Todos precisamos de bons pastores que nos permitam
sentir-nos acompanhados, protegidos, exortados. A Igreja deveria ser modelo na
arte do governo... Queira nosso Deus que as novas gerações de «pastores»
aprendam a arte do bom governo. Que cesse toda forma de despotismo, de
autoprocura, de indiferença diante dos problemas que precisam ser resolvidos.” (Paredes, 2011.)
Nesta compaixão de Jesus pelo povo temos a origem da “pastoral”.
A pastoral é colocar em prática a “compaixão” pelo povo que nos faz sentir com
o povo, acolhê-lo, ensinar-lhe as coisas do Reino. Isto é pastoral, cuidar do
rebanho em espírito de serviço, em disponibilidade e dedicação total.
A
compaixão de Jesus convida-nos todos os que temos uma função de liderança na
sociedade ou na comunidade cristã, nas chamadas pastorais e serviços da Igreja,
a sermos sensíveis às necessidades e carências do nosso povo, semelhante a
ovelhas sem pastor. Quem são essas “ovelhas sem pastor”? São as vítimas deste
sistema econômico excludente, os que são colocados à margem da sociedade e da
vida, os que são empurrados neste país de um lado para o outro, em busca de
condições de vida e trabalho, os doentes que não têm acesso a um sistema de
saúde eficiente, os idosos abandonados, as crianças que crescem nas ruas, os
jovens sem perspectiva, vítimas da falência do sistema educacional e vitimas da
violência. Toda pessoa tem direito a esperar de nós um gesto de compaixão, de
bondade e de acolhimento. Não podemos ficar comodamente instalados, com a
consciência em paz. O cristão é alguém que tem de sentir como seus os mesmos
sentimentos de Cristo Jesus (cf. Fl 2,5).
Mas a compaixão cristã geralmente teve uma má
impressão, incompreensão. Mais de um escritor disse que a Igreja Católica quis,
ao longo dos séculos, tapar com compaixão e obras de caridade o grande buraco
negro de sua falta de justiça social. Mais justiça e menos caridade, nos dizem.
É possível que, em determinados momentos isto tenha sido verdade, mas o que hoje
os cristãos queremos gritar é que em nossa sociedade faz falta muito mais justiça
e muito mais caridade. E mais, se analizarmos com profundidade o conceito de
justiça, descobriremos que a verdadeira justiça evangélica, a justiça moral
cristã, inclui a caridade. Disse-nos o beato João Paulo II: “A caridade
pressupõe e transcende a justiça: esta última deve ser completada pela
caridade”. Só com a justiça legal, com a justiça que ditam os juízes, nossa sociedade
seguirá sendo uma sociedade desigual e moralmente injusta. A justiça legal
permite que sigam existindo tremendas injustiças morais.

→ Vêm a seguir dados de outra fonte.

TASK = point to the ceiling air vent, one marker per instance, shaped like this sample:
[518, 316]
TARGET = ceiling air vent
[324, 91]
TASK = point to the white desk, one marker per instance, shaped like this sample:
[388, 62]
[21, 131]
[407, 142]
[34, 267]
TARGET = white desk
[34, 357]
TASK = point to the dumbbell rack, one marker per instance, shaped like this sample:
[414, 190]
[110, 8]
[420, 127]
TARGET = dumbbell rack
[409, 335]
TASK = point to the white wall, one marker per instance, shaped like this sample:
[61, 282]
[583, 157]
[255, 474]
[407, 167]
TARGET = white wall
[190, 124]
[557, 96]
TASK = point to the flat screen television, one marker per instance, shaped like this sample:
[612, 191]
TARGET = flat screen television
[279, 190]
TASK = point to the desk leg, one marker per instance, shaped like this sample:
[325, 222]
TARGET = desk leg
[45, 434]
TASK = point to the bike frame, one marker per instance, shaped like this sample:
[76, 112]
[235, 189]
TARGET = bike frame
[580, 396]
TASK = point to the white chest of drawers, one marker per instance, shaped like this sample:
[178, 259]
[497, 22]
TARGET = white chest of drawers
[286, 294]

Se Cristo visse hoje as longas filas de desempregados,
doentes, famintos e abandonados que acorrem diariamente às nossas organizações
e centros de “caridade” e de promoção humana, certo que sentiria pena deles e,
movido pela compaixão, tentaria por todos os meios aliviar sua situação. E o
faria criticando duríssimamente uma justiça legal que permite que existam,
legalmente, situações moralmente tão injustas. A compaixão não só não vai de
encontro à verdadeira justiça, mas sim, promove e a reclama. Movida pela compaixão,
a Igreja Católica deve gritar hoje com todas suas forças contra a tremenda
injustiça social das quais são vitimas muitíssimas pessoas inocentes.

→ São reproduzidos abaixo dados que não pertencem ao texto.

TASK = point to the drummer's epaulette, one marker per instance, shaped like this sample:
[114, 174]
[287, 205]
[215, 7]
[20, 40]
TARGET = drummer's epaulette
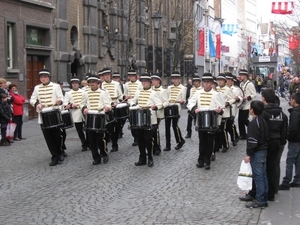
[77, 96]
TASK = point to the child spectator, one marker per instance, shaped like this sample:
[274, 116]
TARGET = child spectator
[257, 141]
[5, 117]
[18, 103]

Jesus tem compaixão da multidão, essa compaixão é
contagiosa e quer despertar também em nós outras formas de compaixão para com
todas as indigências que sofrem nossos irmãos e irmãs. O que Jesus com sua
atitude hoje quer recordar-nos é a urgência de uma “caridade pastoral” sempre
atenta ao que podemos fazer com e pelos outros. Deixamo-nos guiar pelo cajado
de Jesus, nosso Pastor? Sabemos conciliar experiência de Deus e serviço ao próximo?

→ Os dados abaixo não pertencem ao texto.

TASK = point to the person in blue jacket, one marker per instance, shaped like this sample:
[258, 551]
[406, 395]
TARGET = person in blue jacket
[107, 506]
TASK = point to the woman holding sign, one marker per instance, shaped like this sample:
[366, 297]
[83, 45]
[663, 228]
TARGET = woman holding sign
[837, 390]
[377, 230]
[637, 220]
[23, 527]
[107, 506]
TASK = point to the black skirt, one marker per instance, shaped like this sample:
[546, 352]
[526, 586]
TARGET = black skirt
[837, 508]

Peçamos ao Bom Pastor que envie à sua Igreja bons pastores e agentes de
pastoral que, movidos pela compaixão aos mais fracos, lutem contra tudo e
contra todos para que em nossa sociedade triunfe de uma vez por todas a justiça
evangélica que Cristo pregou e encarnou, Ele que é o “Senhor, nossa justiça.”
Bibliografia:
Textos e referências bíblicas: Bíblia de
Jerusalém. São Paulo, Paulus, 2002.
Bortolini,
José. Roteiros Homiléticos, Anos A, B, C, Festas e Solenidades. São Paulo,
Paulus, 2006.
Paredes,
José Cristo Rey García. A Liturgia da Palavra Comentada. Anos A, B, C. São
Paulo, Ave Maria, 2011.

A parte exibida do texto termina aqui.